# Floodlight Baffle Made Easy



## Night Watchman (Aug 15, 2009)

I wanted to make a Par Can/Light Baffle last year and this is what I came up with. It was cheap and easy to make and worked very well. It takes about 15-20 minutes to build and paint. I used a 100 fl oz can and a regular juice can, a normal lawn flood light socket (Noma was the brand name). The tape I used was heat resistant tape from a sheetmetal guy, it cost me nothing. Tin snips and a metal drill bit.
How I made them:
I drilled a hole in the middle of the bottom of the can. I eyed it, as close to the middle is good enough. Than I drew lines that I cut with the tin snips and bent the flaps back.


















With all the flaps back I slid the light socket through and bent the flaps back with my thumb to fit them and then with pliers to make the fit as tight as possible to the socket. Be careful with the sharp edges of the tin.

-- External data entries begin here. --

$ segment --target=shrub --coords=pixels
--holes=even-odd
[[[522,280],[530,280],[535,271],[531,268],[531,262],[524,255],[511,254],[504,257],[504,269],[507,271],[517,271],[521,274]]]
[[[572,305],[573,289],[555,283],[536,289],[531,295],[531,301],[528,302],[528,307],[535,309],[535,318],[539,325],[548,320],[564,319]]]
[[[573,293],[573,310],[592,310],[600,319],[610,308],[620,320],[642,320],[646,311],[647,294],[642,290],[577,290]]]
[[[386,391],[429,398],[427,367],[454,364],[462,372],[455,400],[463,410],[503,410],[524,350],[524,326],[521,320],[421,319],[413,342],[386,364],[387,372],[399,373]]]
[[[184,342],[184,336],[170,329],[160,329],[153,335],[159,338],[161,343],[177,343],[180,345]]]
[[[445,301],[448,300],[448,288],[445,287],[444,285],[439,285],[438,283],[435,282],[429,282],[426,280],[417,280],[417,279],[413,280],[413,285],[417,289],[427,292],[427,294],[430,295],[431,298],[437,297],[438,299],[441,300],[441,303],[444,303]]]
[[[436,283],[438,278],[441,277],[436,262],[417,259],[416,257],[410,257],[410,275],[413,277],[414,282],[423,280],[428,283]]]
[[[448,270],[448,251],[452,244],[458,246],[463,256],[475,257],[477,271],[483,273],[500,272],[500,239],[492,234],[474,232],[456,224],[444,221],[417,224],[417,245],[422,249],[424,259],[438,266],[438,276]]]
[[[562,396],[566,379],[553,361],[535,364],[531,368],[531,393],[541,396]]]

I used the tape to make it snug. The tape is a tin foil type tape. I think it is very expensive. I will say it was cold here last Halloween but having said that the back end of the can really did not get very warm. You may be able to use duct tape.










Inside with light socket










Once I had the tape on I painted them flat black with heat resistant paint. I will post a couple of finished products and what it looks like inside with a bulb in it.

I hope someone finds it helpful. Like I said it took me maybe 15 minutes to make and paint.


----------



## Night Watchman (Aug 15, 2009)

The inside with light bulb










I made two sizes, one for flood lights and one for CFL's.










Hope someone can use it.


----------